Les comportements démographiques

L’ouvrage est composé de quatre parties, de taille inégale, qui associent des données démographiques, comme les grands classiques des évolutions de la fécondité de leur contraste, d’autres plus significatifs de l’évolution des sociétés, comme les maternités tardives et les naissances hors mariage avec ce graphique extrêmement significatif qui voit le point de départ de cette évolution des mœurs démarrer, et même littéralement exploser, à partir de 1975. Les naissances hors mariage sont devenus majoritaires mais l’auteur rappelle avec juste raison que dans certains milieux sociaux il s’agit d’un phénomène déjà ancien. Le début de l’industrialisation a favorisé la décomposition de la famille des ouvriers, et sous Louis-Philippe 35 % des naissances se produisaient hors mariage Paris. En 2013, 54 % des naissances ont lieu hors mariage. Ce phénomène a changé de nature, moins de 50 % des enfants nés hors mariage étaient reconnus par leur père avant 1975, plus de 80 % aujourd’hui. De plus en plus souvent, en cas de mariage tardif, les enfants assistent à celui de leurs parents.
Parmi les autres bonnes découvertes de cette partie consacrée aux évolutions démographiques, on remarquera ses illustrations surprenantes du débat sur la dépendance, et une sorte de coïncidence inversée de la carte sur l’espérance de vie. L’espérance de vie est élevée, plus la proportion de personnes dépendantes est faible. Cela peut paraître paradoxal mais peut s’expliquer simplement. Plus l’espérance de vie est élevée, plus les personnes âgées sont en meilleure santé, donc moins souvent dépendantes. L’erreur vient du fait de mesurer la dépendance selon la date de naissance alors qu’elle résulte beaucoup plus des modes de vie. Le calcul d’espérance de vie « en bonne santé » « sans incapacité » le confirme. Autre explication utile, si l’espérance de vie à la naissance a fortement augmenté jusqu’au début des années 70, cela concernait essentiellement l’espérance de vie à la naissance, du fait de la baisse de la mortalité aux âges jeunes et moyens. L’espérance de vie d’un homme de 65 ans a gagné sept ans depuis 1970, ce qui explique d’ailleurs le casse-tête des retraites comme le souligne l’auteur.

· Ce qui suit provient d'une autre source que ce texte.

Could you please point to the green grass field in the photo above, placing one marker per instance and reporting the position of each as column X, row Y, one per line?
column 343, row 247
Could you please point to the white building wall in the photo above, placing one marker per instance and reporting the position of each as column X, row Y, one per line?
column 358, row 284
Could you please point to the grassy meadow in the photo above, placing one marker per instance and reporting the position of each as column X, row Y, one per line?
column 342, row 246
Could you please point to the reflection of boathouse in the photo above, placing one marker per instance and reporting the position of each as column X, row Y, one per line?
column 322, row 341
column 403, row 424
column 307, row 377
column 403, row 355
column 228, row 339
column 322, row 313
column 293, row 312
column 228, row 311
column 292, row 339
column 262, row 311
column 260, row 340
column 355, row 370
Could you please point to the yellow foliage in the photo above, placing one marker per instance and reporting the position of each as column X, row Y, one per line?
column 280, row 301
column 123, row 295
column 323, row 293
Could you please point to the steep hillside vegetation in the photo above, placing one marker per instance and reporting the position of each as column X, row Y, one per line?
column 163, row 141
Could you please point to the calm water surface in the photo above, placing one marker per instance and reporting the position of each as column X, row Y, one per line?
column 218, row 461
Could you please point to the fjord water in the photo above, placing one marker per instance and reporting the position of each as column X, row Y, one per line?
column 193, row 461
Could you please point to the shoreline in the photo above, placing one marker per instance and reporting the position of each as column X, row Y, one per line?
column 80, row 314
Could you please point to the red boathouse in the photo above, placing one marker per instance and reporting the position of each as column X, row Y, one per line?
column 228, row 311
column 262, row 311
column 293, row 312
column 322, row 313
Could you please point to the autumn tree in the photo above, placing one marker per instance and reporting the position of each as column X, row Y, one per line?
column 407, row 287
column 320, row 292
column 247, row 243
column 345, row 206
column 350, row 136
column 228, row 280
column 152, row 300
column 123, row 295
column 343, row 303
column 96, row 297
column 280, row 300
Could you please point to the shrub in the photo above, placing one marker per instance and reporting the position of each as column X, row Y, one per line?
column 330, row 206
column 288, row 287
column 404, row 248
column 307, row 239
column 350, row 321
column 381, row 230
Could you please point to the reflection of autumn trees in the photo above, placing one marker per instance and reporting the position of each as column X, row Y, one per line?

Les territoires de l’inégalité

Le second chapitre présente, et les géographes y sont sensibles, les territoires de l’inégalité. Les cartes par anamorphoses de la localisation des cadres moyens et des techniciens en périphérie urbaine coïncident avec celle des grandes métropoles. Les ouvriers, cela n’est pas étonnant, se sont éloignés des villes, alors qu’ils en occupaient le centre au XIXe siècle. Si la diminution du nombre d’ouvriers parallèle à celle de l’emploi industriel, et si l’emploi du industriel a connu une diminution de 40 % depuis 1975, il faut noter que 40 % des travailleurs de l’industrie ne sont pas des ouvriers et techniciens supérieurs et les ingénieurs. Un ouvrier produit aujourd’hui 3,3 fois plus de valeur ajoutée qu’en 1975.
Pour ce qui concerne la catégorie des employés, des artisans et des petits commerçants, l’auteur emploie le terme de relégation. Cette localisation dans les territoires de la façade méridionale et sud atlantique doit être interprétée avec prudence. Si l’auteur affirme que cette forte présence au sud s’explique par l’existence très ancienne de l’héritage inégalitaire et de la famille souche, qui permet de transmettre les exploitations d’une génération à la suivante, sans les diviser, cela n’est sans doute pas suffisant. Des phénomènes de déplacement de la population, favorisée par l’héliotropisme, explique aussi cette localisation des activités artisanales, souvent liées aux services domestiques.
Le chômage des jeunes marque, par une différenciation forte sur la carte de 1982, le Nord, le midi, la vallée de la Garonne, le littoral breton. Cela est beaucoup moins visible aujourd’hui, en dehors des régions du Massif central, des Alpes, et de l’Ouest, ce phénomène a tendance à devenir plus homogène, même si les points les plus noirs se trouvent localisés en Languedoc-Roussillon. Dans les départements de l’Aude, de l’Hérault et du Gard, les chiffres peuvent se situer près de 20 %. Cette carte coïncide pratiquement avec celle du travail à temps partiel. Un phénomène qui touche essentiellement les femmes.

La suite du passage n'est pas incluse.